A Two-Man Race
With two months left in the NHL season, it's official.
The race for the Hart Trophy as league MVP is down to two, and it's going to be one heck of a charge to the finish line.
It's crystal clear that Pittsburgh's Sidney Crosby and New Jersey goaltender Martin Brodeur have separated themselves from the crowd, a very deep and talented crowd that includes Vancouver netminder Roberto Luongo, Tampa Bay centre Vincent Lecavalier and Anaheim blueliner Scott Niedermayer.
But Crosby and Brodeur are clearly the two to watch.
Crosby, in case you haven't noticed, is running away with the NHL scoring race, 14 points clear of his closest rival.
On Thursday night, he conquered his personal bugaboo, scoring the shootout winner against Philly after going 0-7 on free shots earlier this season.
The Pens only need to play .500 hockey the rest of the way, probably, to qualify for post-season competition, which makes Crosby's Hart candidacy that much stronger.
And Sid the Kid's in town Saturday night to face a Leaf team that's desperate to prove it can win on home ice.
Brodeur, meanwhile, picked up his 10th shutout Thursday against the Islanders, remarkable given that this is supposed to be a time for heightened offence and he plays in the Eastern Conference against the most prolific scorers in the league most nights.
With 34 wins and 37 Devils game to play, Brodeur looks poised to smash Bernie Parent's 1973-74 record of 47 wins, probably inevitable given the extra opportunities available to modern goalies to pick up wins through OT and shootouts.
That Brodeur, barring injury, will get the chance to break the record seems equally inevitable. His backup, Scott Clemmensen, hasn't played since Dec. 14 and has blocked shots for the Devils for only 149 minutes this season.
Shutout-wise, Brodeur became the third goalie ever to pick up 90 in his career with his perfect outing against the Isles. He's four short of George Hainsworth and just 13 shy of Terry Sawchuk's all-time record.
That Sawchuk mark of 103 was always one that seemed unbreakable, like DiMaggio's 56-game streak.
But Brodeur, still only 34 years old, could break it by next season.
So you have to believe it's Brodeur vs.
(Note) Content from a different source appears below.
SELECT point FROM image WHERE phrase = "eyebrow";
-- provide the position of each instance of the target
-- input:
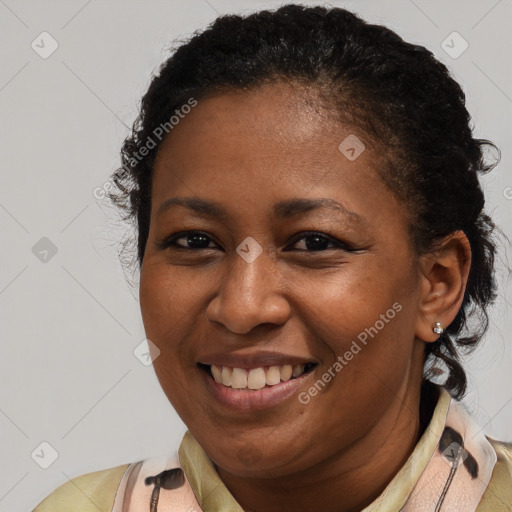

Crosby for the Hart.
If there's a downside to this story, its that both toil for franchises that are clearly struggling to survive.
The Pens still haven't been able to come up with a new arena deal to stay in Pittsburgh despite all kinds of speculation that an agreement is imminent.
Jersey, meanwhile, drew only 10,110 for the Islander game, and have had as few as 8,269 for a game this year.
A new arena in Newark beckons, but it better come complete with legions of newly committed supporters.